Global quality and international links
The creation of a new independent quality assurance organisation, the Office of Independent School Evaluations Southern Africa (OISESA), is one of the biggest achievements of the period. OISESA is already delivering on its mandate to enhance quality assurance of our member schools and its director, Margot Long, is to be congratulated for the extensive work done on the assessment tools and for successfully negotiating the admission of OISESA as an introductory member of the International Council Advancing Independent School Accreditation (ICAISA).
ISASA has strong formal and informal links with sister organisations in other countries – both regionally and internationally. ISASA is a founding member of the International Alliance of Independent Schools’ Associations (INISA), made up of independent school associations from most of the English-speaking countries in the world.
Every year, INISA holds an International Data and Research Group Conference for data specialists from each of the member organisations. ISASA was extremely pleased to host the 2023 conference from 12 – 14 July at its offices in Johannesburg. A South African themed two intensive days of data-sharing were augmented with two school visits.
ISASA, because of a shared vision of excellence and inclusion, has partnered with Massachusetts Institute of Technology (MIT) since January 2017 on the MIT-Africa Collaborating for Impact initiative. Past seminars have included, ‘girls in science’, ‘natural and artificial intelligence’ and the ‘science of space’. The programme is open to Grade 11 and 12 pupils who take Mathematics, Physical Science and, ideally, also Advanced Programme Mathematics as subjects.

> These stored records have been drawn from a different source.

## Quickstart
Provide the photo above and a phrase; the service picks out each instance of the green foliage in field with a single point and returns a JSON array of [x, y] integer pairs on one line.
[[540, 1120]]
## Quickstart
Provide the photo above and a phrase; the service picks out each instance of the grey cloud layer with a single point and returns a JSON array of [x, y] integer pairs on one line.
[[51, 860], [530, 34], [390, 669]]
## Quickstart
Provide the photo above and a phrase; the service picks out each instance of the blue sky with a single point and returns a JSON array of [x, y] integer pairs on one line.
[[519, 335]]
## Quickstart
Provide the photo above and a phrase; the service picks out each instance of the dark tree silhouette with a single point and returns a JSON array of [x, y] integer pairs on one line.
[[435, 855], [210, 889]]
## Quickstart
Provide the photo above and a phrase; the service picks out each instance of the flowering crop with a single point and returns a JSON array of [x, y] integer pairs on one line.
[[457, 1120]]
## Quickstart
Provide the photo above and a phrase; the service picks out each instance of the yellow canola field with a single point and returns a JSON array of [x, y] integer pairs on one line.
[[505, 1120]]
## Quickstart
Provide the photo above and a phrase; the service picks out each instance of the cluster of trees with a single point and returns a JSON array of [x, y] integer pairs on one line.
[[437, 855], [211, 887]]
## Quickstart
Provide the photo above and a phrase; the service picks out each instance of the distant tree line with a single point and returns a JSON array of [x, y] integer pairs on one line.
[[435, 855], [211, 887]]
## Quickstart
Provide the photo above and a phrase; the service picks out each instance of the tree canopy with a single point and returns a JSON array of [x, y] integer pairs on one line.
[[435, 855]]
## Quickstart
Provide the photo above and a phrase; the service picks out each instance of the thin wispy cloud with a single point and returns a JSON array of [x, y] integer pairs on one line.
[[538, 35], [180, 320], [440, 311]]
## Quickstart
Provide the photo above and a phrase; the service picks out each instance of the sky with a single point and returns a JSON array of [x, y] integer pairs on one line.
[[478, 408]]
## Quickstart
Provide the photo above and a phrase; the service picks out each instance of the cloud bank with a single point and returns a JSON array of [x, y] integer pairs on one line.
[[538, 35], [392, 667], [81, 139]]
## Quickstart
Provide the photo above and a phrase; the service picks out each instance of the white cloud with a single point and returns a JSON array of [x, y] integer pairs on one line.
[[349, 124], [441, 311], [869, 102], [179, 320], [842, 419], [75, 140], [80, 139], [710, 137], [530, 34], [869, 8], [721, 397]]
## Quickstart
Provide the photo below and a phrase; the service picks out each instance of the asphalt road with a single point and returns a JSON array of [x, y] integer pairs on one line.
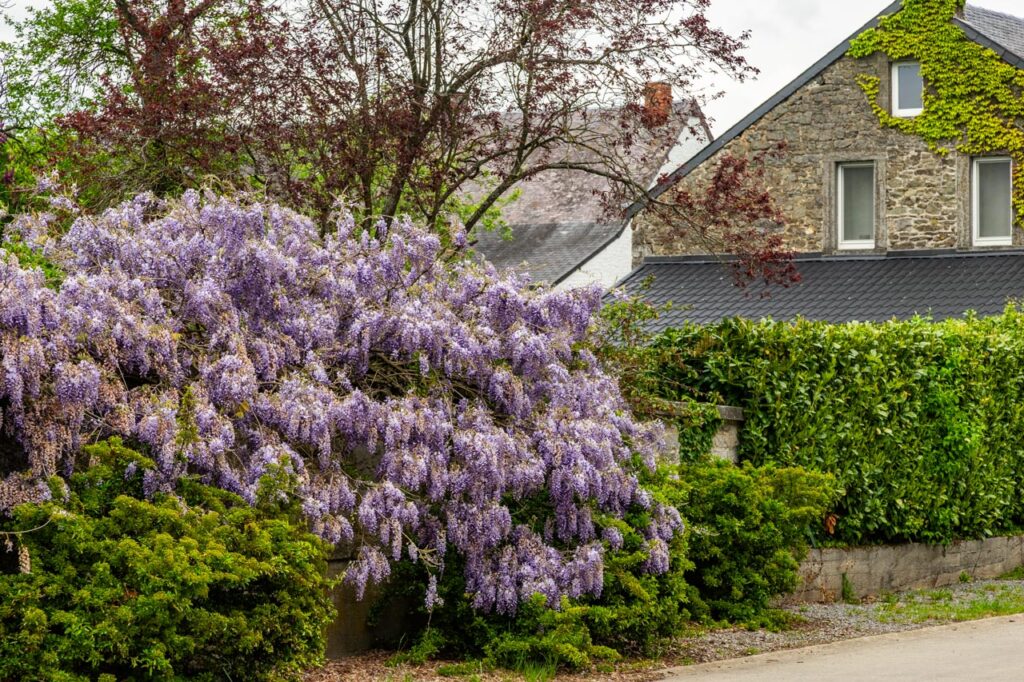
[[977, 651]]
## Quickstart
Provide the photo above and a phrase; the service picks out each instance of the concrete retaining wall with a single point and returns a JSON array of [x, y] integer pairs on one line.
[[725, 443], [872, 570]]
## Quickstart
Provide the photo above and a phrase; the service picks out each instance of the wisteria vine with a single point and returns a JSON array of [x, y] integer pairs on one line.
[[416, 398]]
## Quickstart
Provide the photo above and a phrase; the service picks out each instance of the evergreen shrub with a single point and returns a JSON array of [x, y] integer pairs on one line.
[[921, 422], [198, 585]]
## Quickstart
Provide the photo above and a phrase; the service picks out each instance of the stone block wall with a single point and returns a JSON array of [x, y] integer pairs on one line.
[[873, 570], [923, 198]]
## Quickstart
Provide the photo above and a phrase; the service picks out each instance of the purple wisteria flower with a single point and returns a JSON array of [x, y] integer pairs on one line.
[[413, 399]]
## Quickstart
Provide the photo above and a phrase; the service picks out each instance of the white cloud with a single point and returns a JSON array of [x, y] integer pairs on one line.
[[788, 36]]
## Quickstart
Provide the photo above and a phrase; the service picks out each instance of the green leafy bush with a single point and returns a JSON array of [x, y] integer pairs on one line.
[[195, 586], [748, 533], [634, 613], [921, 422]]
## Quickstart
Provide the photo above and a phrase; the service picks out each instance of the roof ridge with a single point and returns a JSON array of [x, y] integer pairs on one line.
[[919, 254], [974, 33], [995, 11]]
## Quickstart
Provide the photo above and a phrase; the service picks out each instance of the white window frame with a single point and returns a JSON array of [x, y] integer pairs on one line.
[[841, 204], [978, 240], [903, 113]]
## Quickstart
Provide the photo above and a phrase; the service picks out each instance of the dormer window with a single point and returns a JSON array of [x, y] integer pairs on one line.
[[908, 89]]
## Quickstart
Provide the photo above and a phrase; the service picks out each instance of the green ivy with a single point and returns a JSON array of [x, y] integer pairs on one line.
[[973, 100]]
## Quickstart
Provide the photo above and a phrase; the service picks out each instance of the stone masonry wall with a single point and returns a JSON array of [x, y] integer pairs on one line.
[[873, 570], [922, 199]]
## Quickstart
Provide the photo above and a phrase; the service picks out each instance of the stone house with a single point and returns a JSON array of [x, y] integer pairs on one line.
[[561, 228], [853, 189]]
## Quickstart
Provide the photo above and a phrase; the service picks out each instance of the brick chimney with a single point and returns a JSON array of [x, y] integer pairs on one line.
[[656, 102]]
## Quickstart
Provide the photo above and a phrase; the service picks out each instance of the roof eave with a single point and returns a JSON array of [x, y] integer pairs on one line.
[[833, 56], [1006, 54]]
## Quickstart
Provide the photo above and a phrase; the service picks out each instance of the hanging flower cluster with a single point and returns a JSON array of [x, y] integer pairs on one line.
[[416, 398]]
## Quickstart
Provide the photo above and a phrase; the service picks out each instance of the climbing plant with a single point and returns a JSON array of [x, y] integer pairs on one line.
[[973, 98]]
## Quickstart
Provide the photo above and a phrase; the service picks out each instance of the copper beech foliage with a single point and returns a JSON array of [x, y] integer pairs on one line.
[[428, 108]]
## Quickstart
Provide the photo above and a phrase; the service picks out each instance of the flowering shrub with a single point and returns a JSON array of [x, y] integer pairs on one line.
[[415, 396]]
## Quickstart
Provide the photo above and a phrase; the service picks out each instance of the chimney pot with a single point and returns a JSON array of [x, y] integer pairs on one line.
[[657, 102]]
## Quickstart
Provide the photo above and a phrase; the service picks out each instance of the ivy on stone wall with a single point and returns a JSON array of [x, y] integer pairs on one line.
[[973, 98]]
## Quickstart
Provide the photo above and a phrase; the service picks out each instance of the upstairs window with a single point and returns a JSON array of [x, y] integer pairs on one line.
[[991, 202], [908, 89], [856, 206]]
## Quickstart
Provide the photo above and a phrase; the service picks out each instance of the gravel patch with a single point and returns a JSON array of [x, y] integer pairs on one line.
[[813, 624]]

Sustainability and wellness
ISASA had great foresight in making operational sustainability a new strategic focus five years ago. With no end in sight with the energy crises, it is a relief that ISASA installed solar panels and battery backup at the offices. We are now, mostly, energy self-reliant.
Efforts are now turning to water supply. A single water tank also provides backup water storage for approximately one day. However, there are plans to address water sustainability more intensely now that the solar power project is complete.
Relief and hope
Due to the regulatory changes required to manage the COVID-19 pandemic, ISASA heavily relied on the assistance and guidance of the Department of Basic Education. The achievements of the past five years would not have been possible without our Minister of Basic Education, Angie Motshekga, and her Director General, Mathanzima Mweli. South Africa’s government contends that its purpose is to put people first – batho pele.
Minister Motshekga and her department certainly embody this sentiment. With a worldwide crisis having been thrust upon us, Minister Motshekga supported learners in independent schools. ISASA thanks her for this, especially during such a trying time and under much criticism.
As we look back on the successes of the past five years, one is suffused with relief to have so many good stories to convey, despite the enormous and myriad challenges that assailed our sector. ISASA remains resolute to lead the independent schooling sector in its pursuit to provide quality education.
We will continue to champion the sector in a spirit of irrepressible hope and to operate as a voluntary, values-based, public- spirited body dedicated to advancing quality independent education in Southern Africa. We are similarly committed to becoming increasingly inclusive and diverse in our membership whilst retaining high standards as a condition of membership.
We dream of a country where quality education is available to all learners and the value of independent education in contributing to this goal is fully recognised.